Thursday, April 17, 2008

bioinformatics

Genetics Encyclopedia: Bioinformatics

Bioinformatics is the use of mathematical, statistical and computer methods to analyze biological, biochemical, and biophysical data. Because bioinformatics is a young, rapidly evolving field, however, it also has a number of other credible definitions. It can also be defined as the science and technology of learning, managing, and processing biological information. Bioinformatics is often focused on obtaining biologically oriented data, organizing this information into databases, developing methods to get useful information from such databases, and devising methods to integrate related data from disparate sources. The computer databases and algorithms are developed to speed up and enhance biological research.

Bioinformatics can help answer such questions as whether a newly analyzed gene is similar to any previously known gene, whether a protein's sequence can suggest how the protein functions, and whether the genes turned on in a cancer cell are different from those turned on in a healthy cell.

Databases and Analysis Programs

A good deal of the early work in bioinformatics focused on processing and analyzing gene and protein sequences catalogued in databases such as GenBank, EMBL, and SWISS-PROT. Such databases were developed in academia or by government-sponsored groups and served as repositories where scientists could store and share their sequence data with other researchers. With the start of the Human Genome Project in 1990, efforts in bioinformatics intensified, rising to the challenge of handling the large amounts of DNA sequence data being generated at an unprecedented rate. By the midto late-1990s, much of the efforts in bioinformatics centered around genomic data, generated by the Human Genome Project and by private companies, and around proteomic data.
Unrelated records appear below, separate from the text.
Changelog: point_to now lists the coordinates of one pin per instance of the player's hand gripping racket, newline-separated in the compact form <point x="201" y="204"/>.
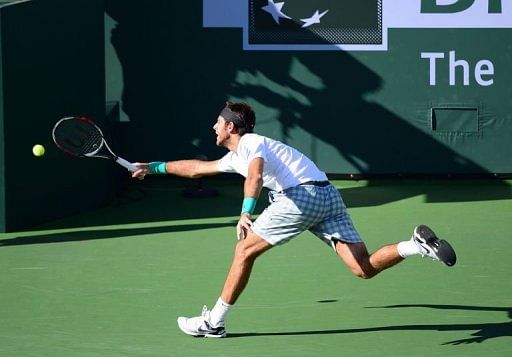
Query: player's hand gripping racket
<point x="79" y="136"/>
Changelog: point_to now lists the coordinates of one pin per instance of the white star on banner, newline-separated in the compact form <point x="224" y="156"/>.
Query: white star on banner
<point x="274" y="9"/>
<point x="315" y="19"/>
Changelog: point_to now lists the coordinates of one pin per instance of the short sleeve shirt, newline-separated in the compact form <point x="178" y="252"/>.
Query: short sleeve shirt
<point x="283" y="167"/>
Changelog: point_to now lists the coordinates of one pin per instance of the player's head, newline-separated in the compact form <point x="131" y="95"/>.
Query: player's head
<point x="241" y="115"/>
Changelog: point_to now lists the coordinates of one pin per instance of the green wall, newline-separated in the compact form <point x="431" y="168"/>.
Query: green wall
<point x="52" y="65"/>
<point x="353" y="112"/>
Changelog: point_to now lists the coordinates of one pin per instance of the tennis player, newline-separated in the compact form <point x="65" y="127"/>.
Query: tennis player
<point x="301" y="198"/>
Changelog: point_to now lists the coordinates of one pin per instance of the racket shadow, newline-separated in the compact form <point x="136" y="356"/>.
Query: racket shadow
<point x="481" y="332"/>
<point x="95" y="234"/>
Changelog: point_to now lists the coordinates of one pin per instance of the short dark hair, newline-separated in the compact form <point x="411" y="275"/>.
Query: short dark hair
<point x="245" y="112"/>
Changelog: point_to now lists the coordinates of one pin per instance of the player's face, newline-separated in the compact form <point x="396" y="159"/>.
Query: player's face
<point x="222" y="131"/>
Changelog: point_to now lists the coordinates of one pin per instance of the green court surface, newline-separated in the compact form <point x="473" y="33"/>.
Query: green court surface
<point x="112" y="282"/>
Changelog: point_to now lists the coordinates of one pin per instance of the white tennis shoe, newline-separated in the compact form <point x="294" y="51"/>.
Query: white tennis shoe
<point x="200" y="326"/>
<point x="433" y="247"/>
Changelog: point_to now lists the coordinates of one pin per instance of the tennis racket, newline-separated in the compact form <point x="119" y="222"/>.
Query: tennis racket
<point x="79" y="136"/>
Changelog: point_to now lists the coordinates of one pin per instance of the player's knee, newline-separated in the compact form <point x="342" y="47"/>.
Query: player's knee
<point x="244" y="252"/>
<point x="363" y="272"/>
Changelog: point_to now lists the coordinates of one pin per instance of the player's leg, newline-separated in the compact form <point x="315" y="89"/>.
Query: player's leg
<point x="211" y="323"/>
<point x="361" y="264"/>
<point x="246" y="252"/>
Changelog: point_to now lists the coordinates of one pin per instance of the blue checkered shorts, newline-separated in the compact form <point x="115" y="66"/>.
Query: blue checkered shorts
<point x="317" y="209"/>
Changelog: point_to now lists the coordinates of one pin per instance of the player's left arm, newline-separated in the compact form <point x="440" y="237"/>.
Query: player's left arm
<point x="252" y="189"/>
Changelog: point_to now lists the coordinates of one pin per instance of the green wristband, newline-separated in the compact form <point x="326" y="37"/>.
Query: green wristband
<point x="248" y="205"/>
<point x="157" y="167"/>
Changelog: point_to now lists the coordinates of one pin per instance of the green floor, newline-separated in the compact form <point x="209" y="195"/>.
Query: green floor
<point x="112" y="282"/>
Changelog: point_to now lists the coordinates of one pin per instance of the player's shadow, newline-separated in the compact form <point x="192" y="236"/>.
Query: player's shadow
<point x="174" y="85"/>
<point x="484" y="331"/>
<point x="94" y="234"/>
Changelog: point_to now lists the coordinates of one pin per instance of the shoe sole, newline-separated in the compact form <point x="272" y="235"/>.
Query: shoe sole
<point x="194" y="334"/>
<point x="441" y="248"/>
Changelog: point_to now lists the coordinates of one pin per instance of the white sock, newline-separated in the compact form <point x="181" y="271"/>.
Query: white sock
<point x="219" y="312"/>
<point x="407" y="248"/>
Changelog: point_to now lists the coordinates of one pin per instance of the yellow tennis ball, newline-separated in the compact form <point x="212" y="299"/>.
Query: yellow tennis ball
<point x="38" y="150"/>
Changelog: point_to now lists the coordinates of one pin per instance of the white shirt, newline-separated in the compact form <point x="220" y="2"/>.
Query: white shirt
<point x="283" y="167"/>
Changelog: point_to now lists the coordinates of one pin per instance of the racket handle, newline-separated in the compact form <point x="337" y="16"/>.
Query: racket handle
<point x="126" y="164"/>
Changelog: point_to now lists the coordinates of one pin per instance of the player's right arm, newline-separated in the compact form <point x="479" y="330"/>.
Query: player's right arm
<point x="183" y="168"/>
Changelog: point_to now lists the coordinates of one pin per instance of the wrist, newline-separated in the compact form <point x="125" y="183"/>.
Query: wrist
<point x="157" y="167"/>
<point x="248" y="205"/>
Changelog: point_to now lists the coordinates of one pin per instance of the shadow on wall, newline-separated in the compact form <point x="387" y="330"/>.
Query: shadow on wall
<point x="177" y="76"/>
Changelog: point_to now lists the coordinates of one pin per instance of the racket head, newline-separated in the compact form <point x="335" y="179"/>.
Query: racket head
<point x="78" y="136"/>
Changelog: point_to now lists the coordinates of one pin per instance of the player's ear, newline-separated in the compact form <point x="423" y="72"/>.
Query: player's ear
<point x="231" y="127"/>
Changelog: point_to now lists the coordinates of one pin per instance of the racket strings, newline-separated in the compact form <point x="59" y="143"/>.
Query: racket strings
<point x="78" y="137"/>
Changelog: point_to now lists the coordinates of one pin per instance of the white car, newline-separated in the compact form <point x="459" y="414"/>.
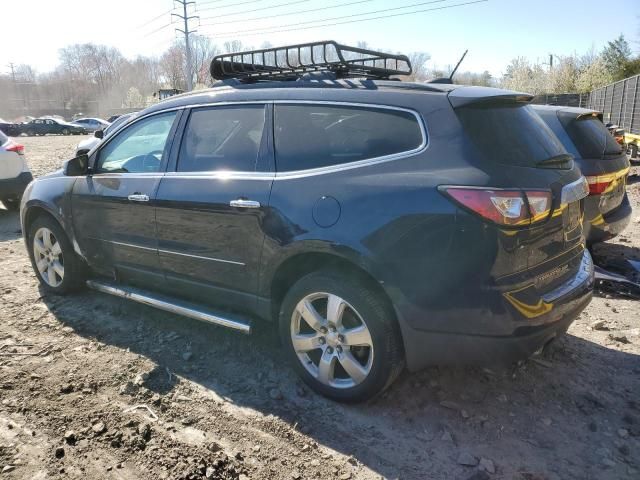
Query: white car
<point x="91" y="124"/>
<point x="14" y="172"/>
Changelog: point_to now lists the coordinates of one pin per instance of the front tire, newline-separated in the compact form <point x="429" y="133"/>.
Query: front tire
<point x="341" y="336"/>
<point x="58" y="268"/>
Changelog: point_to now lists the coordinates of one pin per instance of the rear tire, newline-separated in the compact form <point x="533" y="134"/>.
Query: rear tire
<point x="58" y="268"/>
<point x="350" y="355"/>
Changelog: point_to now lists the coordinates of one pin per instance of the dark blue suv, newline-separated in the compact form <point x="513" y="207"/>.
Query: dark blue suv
<point x="379" y="223"/>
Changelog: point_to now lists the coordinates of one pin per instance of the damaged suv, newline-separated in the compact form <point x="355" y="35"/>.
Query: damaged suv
<point x="378" y="223"/>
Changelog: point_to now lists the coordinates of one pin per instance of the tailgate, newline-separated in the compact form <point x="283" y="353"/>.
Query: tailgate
<point x="518" y="150"/>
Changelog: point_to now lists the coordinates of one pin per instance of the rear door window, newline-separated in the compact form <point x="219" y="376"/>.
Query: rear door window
<point x="310" y="136"/>
<point x="222" y="138"/>
<point x="590" y="136"/>
<point x="510" y="135"/>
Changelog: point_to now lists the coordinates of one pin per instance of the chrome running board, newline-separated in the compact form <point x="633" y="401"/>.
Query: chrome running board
<point x="169" y="304"/>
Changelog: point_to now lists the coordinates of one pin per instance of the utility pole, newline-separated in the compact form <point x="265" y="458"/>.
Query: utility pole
<point x="185" y="18"/>
<point x="12" y="66"/>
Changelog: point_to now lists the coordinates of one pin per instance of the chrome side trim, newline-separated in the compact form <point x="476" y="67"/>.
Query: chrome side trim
<point x="123" y="244"/>
<point x="169" y="305"/>
<point x="222" y="175"/>
<point x="212" y="259"/>
<point x="127" y="175"/>
<point x="585" y="274"/>
<point x="171" y="252"/>
<point x="574" y="191"/>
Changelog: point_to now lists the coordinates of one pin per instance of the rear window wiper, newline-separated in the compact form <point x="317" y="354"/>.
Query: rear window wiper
<point x="557" y="161"/>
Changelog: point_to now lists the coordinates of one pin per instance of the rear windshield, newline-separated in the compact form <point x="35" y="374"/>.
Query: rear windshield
<point x="511" y="135"/>
<point x="590" y="136"/>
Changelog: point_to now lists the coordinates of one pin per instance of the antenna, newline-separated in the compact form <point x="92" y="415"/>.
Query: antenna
<point x="453" y="72"/>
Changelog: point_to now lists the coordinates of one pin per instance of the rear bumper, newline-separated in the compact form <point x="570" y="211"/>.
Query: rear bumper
<point x="556" y="311"/>
<point x="14" y="187"/>
<point x="600" y="227"/>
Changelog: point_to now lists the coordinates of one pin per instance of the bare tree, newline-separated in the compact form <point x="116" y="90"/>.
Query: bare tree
<point x="202" y="51"/>
<point x="172" y="66"/>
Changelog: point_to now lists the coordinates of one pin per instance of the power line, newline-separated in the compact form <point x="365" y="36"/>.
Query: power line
<point x="348" y="4"/>
<point x="230" y="5"/>
<point x="212" y="1"/>
<point x="231" y="34"/>
<point x="154" y="19"/>
<point x="258" y="9"/>
<point x="157" y="30"/>
<point x="342" y="17"/>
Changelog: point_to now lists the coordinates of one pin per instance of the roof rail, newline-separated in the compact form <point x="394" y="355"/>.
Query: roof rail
<point x="292" y="61"/>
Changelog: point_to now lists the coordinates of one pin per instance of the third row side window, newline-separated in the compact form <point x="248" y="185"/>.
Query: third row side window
<point x="311" y="136"/>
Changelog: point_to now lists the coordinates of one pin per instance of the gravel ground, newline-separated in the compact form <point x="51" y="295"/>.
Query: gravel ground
<point x="96" y="387"/>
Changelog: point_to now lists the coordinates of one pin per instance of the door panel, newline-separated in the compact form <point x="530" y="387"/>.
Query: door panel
<point x="114" y="209"/>
<point x="114" y="232"/>
<point x="208" y="248"/>
<point x="202" y="239"/>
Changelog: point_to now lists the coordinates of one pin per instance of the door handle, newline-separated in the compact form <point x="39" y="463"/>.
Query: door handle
<point x="242" y="203"/>
<point x="138" y="197"/>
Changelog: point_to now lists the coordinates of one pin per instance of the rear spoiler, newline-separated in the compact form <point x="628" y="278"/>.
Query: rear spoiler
<point x="467" y="96"/>
<point x="595" y="114"/>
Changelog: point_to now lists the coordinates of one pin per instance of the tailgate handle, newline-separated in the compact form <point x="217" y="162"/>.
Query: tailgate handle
<point x="575" y="191"/>
<point x="243" y="203"/>
<point x="138" y="197"/>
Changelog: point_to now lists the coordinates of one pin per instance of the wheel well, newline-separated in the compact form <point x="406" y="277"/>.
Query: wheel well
<point x="31" y="215"/>
<point x="298" y="266"/>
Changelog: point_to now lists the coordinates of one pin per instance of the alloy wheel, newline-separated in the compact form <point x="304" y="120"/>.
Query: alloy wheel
<point x="331" y="340"/>
<point x="47" y="253"/>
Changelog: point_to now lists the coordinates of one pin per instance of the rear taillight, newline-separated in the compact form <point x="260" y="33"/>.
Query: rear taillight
<point x="598" y="185"/>
<point x="504" y="207"/>
<point x="14" y="147"/>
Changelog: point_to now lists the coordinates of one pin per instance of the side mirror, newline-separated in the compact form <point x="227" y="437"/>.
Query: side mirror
<point x="77" y="166"/>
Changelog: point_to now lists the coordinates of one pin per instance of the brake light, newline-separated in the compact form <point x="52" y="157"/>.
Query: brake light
<point x="504" y="207"/>
<point x="598" y="185"/>
<point x="15" y="147"/>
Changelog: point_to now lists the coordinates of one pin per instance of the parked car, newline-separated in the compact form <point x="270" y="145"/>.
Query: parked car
<point x="601" y="159"/>
<point x="89" y="143"/>
<point x="91" y="124"/>
<point x="9" y="128"/>
<point x="14" y="172"/>
<point x="44" y="126"/>
<point x="376" y="223"/>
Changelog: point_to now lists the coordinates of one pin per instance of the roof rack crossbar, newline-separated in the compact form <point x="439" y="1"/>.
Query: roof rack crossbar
<point x="293" y="61"/>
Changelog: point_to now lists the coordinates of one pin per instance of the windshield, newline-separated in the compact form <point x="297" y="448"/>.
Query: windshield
<point x="590" y="136"/>
<point x="511" y="134"/>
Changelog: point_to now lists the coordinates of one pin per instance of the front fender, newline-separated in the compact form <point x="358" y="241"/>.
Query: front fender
<point x="52" y="195"/>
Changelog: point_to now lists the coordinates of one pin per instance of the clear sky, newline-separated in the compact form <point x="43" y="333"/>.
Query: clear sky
<point x="494" y="31"/>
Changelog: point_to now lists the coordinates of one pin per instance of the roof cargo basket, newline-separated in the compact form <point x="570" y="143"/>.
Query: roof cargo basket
<point x="293" y="61"/>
Early analysis of sequence information focused on looking for similarities between genes and between proteins. Algorithms were developed to help researchers rapidly identify similar gene or protein sequences. Such tools were extremely useful for determining whether a newly sequenced piece of DNA was at all similar to sequences already entered in a database. To determine how multiple sequences align and to view their similarities, multiplealignment programs were developed. Such programs helped scientists compare the sequences of closely related genes or compare the sequence of a particular gene or protein as it appears in several species.

To better understand the functional roles of new nucleotide and amino acid sequences, researchers developed algorithms to look for particular sequence "domains." Domains are regions where a particular sequence of nucleotides or amino acids is indicative of function in the protein. For example, a protein may have a domain that binds to ATP or GTP, two important protein regulators.

In addition, these algorithms can detect sequences that denote a region involved in particular types of post-translational modifications, such as tyrosine phosphorylation. Tools such as prosite, blocks, prints, and Pfam can be used to detect and predict such protein domains in sequence data.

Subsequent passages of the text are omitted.